Ya kalan kısım? Ki en büyük bölümü de orası oluşturuyor. Orası ne olacakmış?

“Kuleli Askeri Lisesi’nin arazisinin büyük olduğunu söyleyen Işık, kalan kısmıyla ilgili başka bir çalışma yapıldığını belirtti.” (http://www.cnnturk.com/turkiye/kuleli-askeri-lisesi-muze-oluyor)

Yani peşkeş çekilecek. Daha nasıl söylesin Bakan?..

 

AKP’giller bütün bunları nasıl gerçekleştiriyor?

AKP’giller bir tek şeye, bir tek güce, bir tek Tanrıya inanıyorlar: Para Tanrısına!

Onun dışında hiçbir şey onları ilgilendirmiyor. Baktıkları tek şey: vurgun var mı? Talan var mı? Kâr var mı?

Onlar varsa, kanun manun hak getire… İstediklerini yapıyorlar. Yapabiliyorlar.

Çünkü şu anda onları engelleyebilecek bir güç yok. Yığınları harekete geçirebilecek, onları yönlendirebilecek bir güç yok ne yazık ki.

Halkın Kurtuluş Partisi olağanüstü çaba sarf ediyor, mücadele ediyor. Eylem yapıyor, dava açıyor. Kitaplar çıkartıyor ama henüz bunları engelleyebilecek güce erişemiyor. Mücadelesini, eylemlerini duyurabilecek kitle araçlarına erişemiyor. Burjuva medyasının ablukasını henüz yaramıyor.

 Halkın Kurtuluş Partisi, AKP’giller’in yaptığı yolsuzlukların, vurgunların, talanların önlenmesi için sürekli suç duyurusunda bulunuyor. Ama ne oluyor?

Savcı barajını aşamıyor büyük çoğunlukla. Arada, İstanbul Pendik örneğinde olduğu gibi, suçlular hakkında dava açılmasını sağlayabiliyor, ya da bedelsiz verilen kamu mallarına düşük miktarda da olsa bir bedel ödenmesini sağlıyor ama genellikle sonuçsuz kalıyor bu suç duyuruları.

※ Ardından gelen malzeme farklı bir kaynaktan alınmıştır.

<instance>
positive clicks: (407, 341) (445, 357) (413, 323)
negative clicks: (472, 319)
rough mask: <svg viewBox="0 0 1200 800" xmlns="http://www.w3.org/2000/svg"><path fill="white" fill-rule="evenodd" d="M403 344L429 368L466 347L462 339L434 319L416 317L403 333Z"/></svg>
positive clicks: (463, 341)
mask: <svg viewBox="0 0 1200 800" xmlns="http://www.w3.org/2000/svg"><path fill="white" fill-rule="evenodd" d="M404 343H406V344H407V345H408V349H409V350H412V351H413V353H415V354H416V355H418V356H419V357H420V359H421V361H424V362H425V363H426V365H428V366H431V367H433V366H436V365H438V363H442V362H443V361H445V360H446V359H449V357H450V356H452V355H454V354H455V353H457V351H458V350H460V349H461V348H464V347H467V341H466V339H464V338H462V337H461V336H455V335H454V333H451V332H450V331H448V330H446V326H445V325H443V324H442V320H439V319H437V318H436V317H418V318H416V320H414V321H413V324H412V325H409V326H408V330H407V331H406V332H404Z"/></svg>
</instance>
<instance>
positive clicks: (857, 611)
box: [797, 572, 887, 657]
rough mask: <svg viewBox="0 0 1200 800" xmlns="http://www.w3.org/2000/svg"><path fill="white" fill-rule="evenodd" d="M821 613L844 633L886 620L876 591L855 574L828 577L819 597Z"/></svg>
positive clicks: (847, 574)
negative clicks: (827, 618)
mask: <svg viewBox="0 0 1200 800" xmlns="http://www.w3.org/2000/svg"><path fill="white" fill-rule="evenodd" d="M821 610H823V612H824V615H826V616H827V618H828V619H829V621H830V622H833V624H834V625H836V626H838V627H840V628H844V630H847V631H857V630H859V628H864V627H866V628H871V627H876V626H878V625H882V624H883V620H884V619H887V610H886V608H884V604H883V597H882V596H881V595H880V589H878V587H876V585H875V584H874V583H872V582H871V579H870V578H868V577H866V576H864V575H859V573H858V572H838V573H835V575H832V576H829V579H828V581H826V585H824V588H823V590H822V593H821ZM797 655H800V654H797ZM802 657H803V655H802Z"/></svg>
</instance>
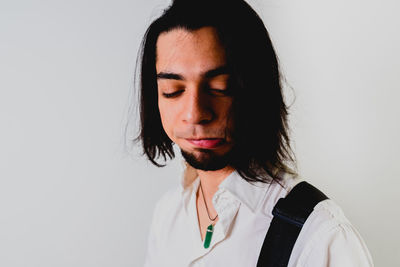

Onların vurgunlarına, talanlarına, yağmalarına, peşkeşlerine dur, diyebilecek bir yargı yok.

Yargı, hepimizin gördüğü gibi, AKP’nin hukuk bürolarına dönüştürüldü.

Tabiî HKP, bütün bunları bilerek, öngörerek suç duyurularını yapıyor. AKP’nin hukuk bürolarından bir şey beklemiyor. Tarihe not düşüyor. Yarın İşçi Sınıfı iktidarı kurulduğunda hesap sormak için yapıyor. Dosyalar oluşturuyor bugünden gelecek kuşaklara.

Bu vurgun, bu talan, bu yağma düzeni, bu hırsızlıklar, bu zalimlikler sürgit böyle sürmeyecek. Uyanacak Halkımız. Ve baş kaldıracak. İsyan edecek! Yeter be! diyecek yerli yabancı zalimlere. Vurgunculara. Ve kuracak Demokratik Halk İktidarını! Mutlaka kuracak!